‘You see that girl over there in the sequinned top, she’ll be able to wear that until December 31st, max.,’ my friend whispered to me, a note of urgency in her voice. We were in a trendy bar in Stockholm, looking over a long table of tastefully glistening beaux and belles. There was something balletic about their lustre, a harmony of brill cream and shoe polish, light brushes of glitter on their hair and eyelids and sumptuous, loose-fitting velvet. Nothing that could possibly offend – and yet in modishly conformist Stockholm, if a girl refuses to shed her scales at the stroke of 2017, she will be ostracising herself from social convention. ‘Don’t think you’re better than anyone else,’ is a Swedish proverb; sparkle is set within the parameters of fashion. If you don’t like it, emigration is an option…
I wouldn’t last in Stockholm- I like things that sparkle rudely, even out of season. Bolshy blossom in December that competes with Christmas lights; hold the sequins for grey January; snowy pearls in summer; the wink of candlelight all year round. Things that reflect light, deflect my shadows. I look for the spark in people, a quality that goes far beyond adornment. It’s a light in their eyes that says they’re alive, interesting, present. Yogis teach that sparkle comes from within, from vibrating at a frequency that makes your soul glitter; Brooklyn author Colm Tobin, on the other hand, suggests that it’s situational and comes from interaction with the outside world. While his heroine Eilis Lacey views herself as ‘submerged’with melancholy, others find brightness in her. Isn’t this the greatest kindness you can grant someone, to put them in the light?
Early on, I (mis)learned that sparkle was feminine. While women gravitated towards light and aesthetics, real men had gravitas and commanded respect. Dad slinks off to his study. Mum goes out on the hunt for bright green ceremonial Izu Matcha to stop the japanned Christmas cake from tasting like dust (all the while fancying Gordon Brown). But this is reductive: we are all bright and dull, shallow and deep. Every man I’ve ever been attracted to has sparkled- from the mischievous glint in his eyes, to the way he seeks and holds the limelight. Ultimately, depth retains my interest, but it’s the manipulation of light that catches my attention in the first place.
Most of us, (Swedes included!), want to sparkle in at least one aspect of our lives – we can’t quite bring ourselves to think we’re the same as everyone else. We go through life with a whole mythology of why we’re unique, why we should stand out from the crowd. It’s a natural human need to be seen, noticed, chosen. The shadow side (ironically) of this desire to bask in the light, is narcissism.

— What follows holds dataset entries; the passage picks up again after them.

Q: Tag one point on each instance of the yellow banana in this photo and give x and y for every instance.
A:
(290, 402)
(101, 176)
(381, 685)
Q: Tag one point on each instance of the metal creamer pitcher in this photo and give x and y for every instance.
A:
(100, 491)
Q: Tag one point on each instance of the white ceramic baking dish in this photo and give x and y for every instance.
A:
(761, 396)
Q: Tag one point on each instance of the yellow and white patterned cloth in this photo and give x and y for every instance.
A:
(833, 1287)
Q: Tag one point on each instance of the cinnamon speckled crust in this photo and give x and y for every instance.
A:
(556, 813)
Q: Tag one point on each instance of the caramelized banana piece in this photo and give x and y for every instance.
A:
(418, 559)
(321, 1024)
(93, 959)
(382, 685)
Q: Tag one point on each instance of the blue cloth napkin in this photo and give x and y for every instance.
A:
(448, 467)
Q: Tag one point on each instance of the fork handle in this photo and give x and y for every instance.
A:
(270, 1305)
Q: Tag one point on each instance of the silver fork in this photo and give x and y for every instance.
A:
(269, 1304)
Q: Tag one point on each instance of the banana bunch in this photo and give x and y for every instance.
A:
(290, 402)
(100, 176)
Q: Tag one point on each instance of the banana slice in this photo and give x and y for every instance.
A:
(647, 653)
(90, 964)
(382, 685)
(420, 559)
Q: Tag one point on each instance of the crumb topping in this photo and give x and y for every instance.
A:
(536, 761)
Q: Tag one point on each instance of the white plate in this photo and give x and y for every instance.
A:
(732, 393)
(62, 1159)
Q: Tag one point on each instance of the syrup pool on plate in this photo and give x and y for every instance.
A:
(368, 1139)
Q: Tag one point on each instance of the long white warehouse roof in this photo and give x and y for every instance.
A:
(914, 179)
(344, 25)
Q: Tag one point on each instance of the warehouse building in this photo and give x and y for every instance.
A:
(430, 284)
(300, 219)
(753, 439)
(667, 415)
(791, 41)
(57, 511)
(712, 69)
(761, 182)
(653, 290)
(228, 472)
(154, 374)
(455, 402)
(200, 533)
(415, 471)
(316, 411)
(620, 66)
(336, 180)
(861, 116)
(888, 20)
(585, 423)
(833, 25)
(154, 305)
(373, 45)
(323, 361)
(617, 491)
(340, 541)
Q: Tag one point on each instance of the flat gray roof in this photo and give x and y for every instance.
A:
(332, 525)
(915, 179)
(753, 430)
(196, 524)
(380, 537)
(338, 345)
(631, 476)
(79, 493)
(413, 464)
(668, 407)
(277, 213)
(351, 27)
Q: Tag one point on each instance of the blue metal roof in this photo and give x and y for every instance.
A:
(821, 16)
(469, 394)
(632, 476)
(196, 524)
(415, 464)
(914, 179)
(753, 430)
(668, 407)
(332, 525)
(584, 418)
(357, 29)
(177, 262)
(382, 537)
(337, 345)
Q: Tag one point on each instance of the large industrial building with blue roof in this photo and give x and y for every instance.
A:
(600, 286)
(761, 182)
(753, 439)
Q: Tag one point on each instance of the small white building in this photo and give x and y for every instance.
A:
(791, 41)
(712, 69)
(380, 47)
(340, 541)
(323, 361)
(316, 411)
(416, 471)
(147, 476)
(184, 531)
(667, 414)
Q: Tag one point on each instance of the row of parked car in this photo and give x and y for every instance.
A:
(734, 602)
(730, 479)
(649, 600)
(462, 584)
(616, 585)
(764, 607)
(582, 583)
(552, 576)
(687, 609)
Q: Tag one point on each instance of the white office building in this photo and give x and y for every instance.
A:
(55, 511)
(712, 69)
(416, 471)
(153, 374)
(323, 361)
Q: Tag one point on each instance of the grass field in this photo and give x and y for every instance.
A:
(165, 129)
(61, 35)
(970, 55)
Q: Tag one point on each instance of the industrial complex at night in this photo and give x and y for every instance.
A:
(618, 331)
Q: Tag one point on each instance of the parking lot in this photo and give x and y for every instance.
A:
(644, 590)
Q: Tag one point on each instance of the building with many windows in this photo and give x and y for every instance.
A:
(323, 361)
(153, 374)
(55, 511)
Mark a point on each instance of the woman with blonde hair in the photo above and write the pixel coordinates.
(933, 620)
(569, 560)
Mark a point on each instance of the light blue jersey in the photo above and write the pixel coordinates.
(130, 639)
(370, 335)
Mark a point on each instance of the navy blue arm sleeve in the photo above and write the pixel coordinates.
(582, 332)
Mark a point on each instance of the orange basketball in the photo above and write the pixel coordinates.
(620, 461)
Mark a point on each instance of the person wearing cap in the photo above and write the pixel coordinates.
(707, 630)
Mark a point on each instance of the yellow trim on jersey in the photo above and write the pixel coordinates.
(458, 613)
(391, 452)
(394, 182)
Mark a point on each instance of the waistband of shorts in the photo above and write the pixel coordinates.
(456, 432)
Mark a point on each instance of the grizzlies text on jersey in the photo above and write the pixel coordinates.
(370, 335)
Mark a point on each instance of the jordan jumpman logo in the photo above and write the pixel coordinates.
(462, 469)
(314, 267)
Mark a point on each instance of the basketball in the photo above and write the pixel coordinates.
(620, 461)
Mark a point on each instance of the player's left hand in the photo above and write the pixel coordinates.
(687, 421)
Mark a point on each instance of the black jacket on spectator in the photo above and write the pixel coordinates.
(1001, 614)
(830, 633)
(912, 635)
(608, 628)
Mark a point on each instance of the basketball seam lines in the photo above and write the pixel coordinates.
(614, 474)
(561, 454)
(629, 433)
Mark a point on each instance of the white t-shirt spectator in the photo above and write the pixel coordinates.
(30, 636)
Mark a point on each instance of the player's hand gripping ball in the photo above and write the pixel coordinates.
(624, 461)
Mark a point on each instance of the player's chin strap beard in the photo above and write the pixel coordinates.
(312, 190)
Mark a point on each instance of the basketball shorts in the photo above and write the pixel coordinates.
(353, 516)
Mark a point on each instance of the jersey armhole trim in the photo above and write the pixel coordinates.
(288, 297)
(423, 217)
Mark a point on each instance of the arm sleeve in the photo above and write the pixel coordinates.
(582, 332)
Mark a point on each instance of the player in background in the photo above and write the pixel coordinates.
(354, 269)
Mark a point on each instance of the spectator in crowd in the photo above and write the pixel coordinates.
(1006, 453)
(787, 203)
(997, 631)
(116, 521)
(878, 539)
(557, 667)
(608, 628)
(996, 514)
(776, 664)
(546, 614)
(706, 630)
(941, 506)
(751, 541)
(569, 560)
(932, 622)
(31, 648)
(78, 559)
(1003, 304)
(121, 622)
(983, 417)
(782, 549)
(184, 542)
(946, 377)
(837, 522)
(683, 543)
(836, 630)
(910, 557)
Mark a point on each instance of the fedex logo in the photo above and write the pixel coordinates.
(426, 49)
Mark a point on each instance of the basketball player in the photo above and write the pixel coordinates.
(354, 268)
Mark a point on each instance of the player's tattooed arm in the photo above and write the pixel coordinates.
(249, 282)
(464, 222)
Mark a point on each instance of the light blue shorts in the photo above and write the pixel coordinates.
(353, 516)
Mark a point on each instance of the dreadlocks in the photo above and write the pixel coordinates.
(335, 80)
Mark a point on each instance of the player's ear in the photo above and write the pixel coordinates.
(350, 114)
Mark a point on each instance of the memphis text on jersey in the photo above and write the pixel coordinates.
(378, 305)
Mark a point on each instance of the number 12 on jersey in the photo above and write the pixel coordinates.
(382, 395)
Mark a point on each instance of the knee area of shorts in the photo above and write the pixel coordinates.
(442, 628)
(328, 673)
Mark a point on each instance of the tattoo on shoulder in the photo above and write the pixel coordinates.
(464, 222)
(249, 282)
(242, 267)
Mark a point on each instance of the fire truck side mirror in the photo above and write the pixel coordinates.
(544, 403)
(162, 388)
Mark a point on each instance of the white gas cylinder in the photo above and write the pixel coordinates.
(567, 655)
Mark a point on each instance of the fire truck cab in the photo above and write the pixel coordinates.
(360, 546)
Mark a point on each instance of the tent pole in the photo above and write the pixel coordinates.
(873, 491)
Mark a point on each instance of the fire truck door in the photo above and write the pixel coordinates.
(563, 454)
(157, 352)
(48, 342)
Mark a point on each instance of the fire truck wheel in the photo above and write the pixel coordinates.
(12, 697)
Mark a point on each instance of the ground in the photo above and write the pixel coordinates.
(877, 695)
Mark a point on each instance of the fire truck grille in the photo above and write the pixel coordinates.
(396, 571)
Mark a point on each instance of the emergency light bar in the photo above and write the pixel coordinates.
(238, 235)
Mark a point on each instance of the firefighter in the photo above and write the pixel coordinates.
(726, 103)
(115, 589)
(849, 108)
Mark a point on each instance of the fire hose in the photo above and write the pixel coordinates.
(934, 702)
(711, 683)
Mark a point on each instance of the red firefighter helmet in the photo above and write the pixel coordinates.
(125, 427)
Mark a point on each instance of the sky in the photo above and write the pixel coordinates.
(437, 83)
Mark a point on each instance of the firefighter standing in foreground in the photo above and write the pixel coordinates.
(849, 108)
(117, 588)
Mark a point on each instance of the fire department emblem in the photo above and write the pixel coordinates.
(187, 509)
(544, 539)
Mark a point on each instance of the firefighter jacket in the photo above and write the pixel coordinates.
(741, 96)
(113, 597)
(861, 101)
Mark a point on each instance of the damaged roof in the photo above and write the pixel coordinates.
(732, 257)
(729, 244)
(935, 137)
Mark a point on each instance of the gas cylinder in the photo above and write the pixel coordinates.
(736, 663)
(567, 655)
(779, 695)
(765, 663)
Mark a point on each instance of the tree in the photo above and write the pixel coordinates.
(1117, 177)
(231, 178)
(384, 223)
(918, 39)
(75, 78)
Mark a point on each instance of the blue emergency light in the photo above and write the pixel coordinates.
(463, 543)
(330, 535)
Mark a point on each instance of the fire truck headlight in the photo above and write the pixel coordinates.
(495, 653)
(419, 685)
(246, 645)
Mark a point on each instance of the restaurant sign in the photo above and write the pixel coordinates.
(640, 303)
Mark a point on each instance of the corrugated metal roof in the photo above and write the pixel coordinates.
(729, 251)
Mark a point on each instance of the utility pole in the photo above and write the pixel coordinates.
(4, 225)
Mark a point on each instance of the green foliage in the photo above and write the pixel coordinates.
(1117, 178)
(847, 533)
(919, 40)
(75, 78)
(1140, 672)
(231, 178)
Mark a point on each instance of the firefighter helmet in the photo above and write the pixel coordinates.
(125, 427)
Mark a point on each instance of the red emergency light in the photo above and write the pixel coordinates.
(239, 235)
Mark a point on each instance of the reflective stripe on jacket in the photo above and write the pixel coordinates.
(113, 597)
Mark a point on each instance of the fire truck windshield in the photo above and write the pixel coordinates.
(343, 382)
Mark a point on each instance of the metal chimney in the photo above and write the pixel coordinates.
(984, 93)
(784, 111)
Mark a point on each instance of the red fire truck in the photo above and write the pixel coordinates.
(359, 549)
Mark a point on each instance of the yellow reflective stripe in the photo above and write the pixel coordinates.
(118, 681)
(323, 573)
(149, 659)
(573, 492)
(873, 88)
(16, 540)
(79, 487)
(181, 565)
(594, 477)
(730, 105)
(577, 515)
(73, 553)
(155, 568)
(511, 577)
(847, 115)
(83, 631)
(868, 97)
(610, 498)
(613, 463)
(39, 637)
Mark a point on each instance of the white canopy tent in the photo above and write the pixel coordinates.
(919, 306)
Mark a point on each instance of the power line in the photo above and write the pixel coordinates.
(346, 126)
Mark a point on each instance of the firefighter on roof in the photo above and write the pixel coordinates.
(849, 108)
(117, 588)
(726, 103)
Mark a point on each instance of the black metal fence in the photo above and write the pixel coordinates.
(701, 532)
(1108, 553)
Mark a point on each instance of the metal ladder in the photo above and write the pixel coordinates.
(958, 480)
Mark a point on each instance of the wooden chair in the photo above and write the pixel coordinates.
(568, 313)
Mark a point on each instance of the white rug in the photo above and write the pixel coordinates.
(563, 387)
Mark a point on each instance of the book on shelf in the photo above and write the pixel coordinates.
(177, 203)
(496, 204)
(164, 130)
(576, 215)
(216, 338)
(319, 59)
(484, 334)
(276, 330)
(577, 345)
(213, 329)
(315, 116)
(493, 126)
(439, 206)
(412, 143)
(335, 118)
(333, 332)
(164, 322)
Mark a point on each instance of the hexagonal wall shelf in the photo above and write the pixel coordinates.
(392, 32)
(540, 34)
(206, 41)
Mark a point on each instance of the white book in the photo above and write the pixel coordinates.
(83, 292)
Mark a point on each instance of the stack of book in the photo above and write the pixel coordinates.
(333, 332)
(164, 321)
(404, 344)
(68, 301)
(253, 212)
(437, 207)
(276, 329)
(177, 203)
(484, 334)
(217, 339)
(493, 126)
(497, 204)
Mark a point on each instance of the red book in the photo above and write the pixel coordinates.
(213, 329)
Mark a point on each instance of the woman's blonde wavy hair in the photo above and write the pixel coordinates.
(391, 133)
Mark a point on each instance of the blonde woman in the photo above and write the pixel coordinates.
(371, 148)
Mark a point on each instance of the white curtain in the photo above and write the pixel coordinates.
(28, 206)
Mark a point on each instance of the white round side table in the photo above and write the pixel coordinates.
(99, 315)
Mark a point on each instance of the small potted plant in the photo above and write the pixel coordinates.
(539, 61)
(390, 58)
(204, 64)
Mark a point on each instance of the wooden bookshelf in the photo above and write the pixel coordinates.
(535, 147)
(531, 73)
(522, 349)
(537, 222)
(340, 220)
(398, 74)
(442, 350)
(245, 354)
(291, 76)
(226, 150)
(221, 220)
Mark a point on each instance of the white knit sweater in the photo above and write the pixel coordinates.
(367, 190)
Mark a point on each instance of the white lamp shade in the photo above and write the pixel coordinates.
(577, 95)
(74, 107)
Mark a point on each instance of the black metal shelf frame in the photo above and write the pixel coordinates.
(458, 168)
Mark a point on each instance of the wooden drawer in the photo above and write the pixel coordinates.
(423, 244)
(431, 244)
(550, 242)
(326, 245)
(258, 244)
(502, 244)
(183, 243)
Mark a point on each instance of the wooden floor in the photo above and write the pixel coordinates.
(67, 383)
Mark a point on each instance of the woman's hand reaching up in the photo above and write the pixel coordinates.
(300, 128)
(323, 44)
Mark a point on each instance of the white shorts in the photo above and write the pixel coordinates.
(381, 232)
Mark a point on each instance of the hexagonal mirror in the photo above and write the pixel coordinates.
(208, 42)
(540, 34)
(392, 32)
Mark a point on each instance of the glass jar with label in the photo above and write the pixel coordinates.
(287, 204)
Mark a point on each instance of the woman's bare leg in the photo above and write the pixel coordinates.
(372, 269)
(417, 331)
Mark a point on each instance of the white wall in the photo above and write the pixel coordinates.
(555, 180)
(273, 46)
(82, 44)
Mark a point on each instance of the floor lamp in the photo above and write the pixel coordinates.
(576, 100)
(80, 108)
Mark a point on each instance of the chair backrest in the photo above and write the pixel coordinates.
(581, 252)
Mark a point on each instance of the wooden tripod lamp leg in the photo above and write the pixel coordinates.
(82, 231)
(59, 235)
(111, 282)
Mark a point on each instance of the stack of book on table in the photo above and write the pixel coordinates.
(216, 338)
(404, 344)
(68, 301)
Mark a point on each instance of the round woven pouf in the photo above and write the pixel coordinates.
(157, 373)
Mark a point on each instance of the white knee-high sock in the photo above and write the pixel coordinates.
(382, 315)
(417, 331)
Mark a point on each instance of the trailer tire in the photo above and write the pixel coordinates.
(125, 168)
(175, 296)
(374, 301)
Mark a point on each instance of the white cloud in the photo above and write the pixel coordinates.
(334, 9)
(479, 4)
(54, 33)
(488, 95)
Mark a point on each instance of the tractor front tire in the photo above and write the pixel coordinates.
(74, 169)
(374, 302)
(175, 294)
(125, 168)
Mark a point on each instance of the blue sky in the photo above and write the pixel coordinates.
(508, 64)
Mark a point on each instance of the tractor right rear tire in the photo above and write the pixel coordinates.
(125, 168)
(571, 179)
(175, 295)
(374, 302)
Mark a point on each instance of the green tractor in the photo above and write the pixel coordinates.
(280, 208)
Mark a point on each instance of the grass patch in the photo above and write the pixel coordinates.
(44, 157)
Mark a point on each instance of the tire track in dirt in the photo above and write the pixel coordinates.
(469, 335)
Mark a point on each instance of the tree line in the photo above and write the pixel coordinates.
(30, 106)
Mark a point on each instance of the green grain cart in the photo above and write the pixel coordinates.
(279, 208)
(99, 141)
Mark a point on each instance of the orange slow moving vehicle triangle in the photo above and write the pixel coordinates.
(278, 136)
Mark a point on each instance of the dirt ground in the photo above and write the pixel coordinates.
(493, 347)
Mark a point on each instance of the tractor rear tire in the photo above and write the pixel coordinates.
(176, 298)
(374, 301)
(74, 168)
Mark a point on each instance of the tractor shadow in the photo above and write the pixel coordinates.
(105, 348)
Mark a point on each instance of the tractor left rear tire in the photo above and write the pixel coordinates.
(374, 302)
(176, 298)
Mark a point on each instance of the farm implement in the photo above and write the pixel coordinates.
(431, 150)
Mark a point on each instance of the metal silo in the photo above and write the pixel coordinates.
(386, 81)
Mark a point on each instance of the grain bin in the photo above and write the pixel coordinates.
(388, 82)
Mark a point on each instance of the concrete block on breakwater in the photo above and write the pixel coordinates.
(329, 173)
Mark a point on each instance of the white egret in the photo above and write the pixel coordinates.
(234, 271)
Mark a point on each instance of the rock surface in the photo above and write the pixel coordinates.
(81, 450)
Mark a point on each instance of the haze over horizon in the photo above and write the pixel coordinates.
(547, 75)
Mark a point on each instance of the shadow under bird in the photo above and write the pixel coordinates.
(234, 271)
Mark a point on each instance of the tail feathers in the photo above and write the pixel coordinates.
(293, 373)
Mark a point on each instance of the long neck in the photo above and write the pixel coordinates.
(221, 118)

People sparkle at different brilliancies. Some prefer the conker-like sheen of professional respect, others the jade green glow of followers’ envy, and others still catch the light of the moment, whatever it brings.
Social media ‘brilliants’ remind me of old-fashioned butterfly catchers. They pin down the moment, document its colour and shape, but miss its flutter by a wide margin. Weirdly, for a technique that is meant to capture passing lustre for eternity, endless documenting and posting puts the moment’s joy out of reach. What you have instead is cramped vital organs and aching gums as you hunch over an I-phone and grin into a flashbulb.
For some, formal dress-up occasions, the rituals of proscribed behaviour, whether in a night club, conference or gala dinner are a chance to shine. They thrill to the eyes and ears of an audience; grow vibrant on the knife’s edge of proving themselves. Others feel their lustre grow woollen when there are too many rules and expectations. These folks are starriest in irregular, natural daylight; in places where they can improvise. I remember once reading about a postwar Frenchwoman who framed a perfectly ordinary trip to the fish market as an adventure. I imagine her going out there with a sharpened sense of curiosity; receptive to what comes her way. Maybe she wears sequins and smiles out of season.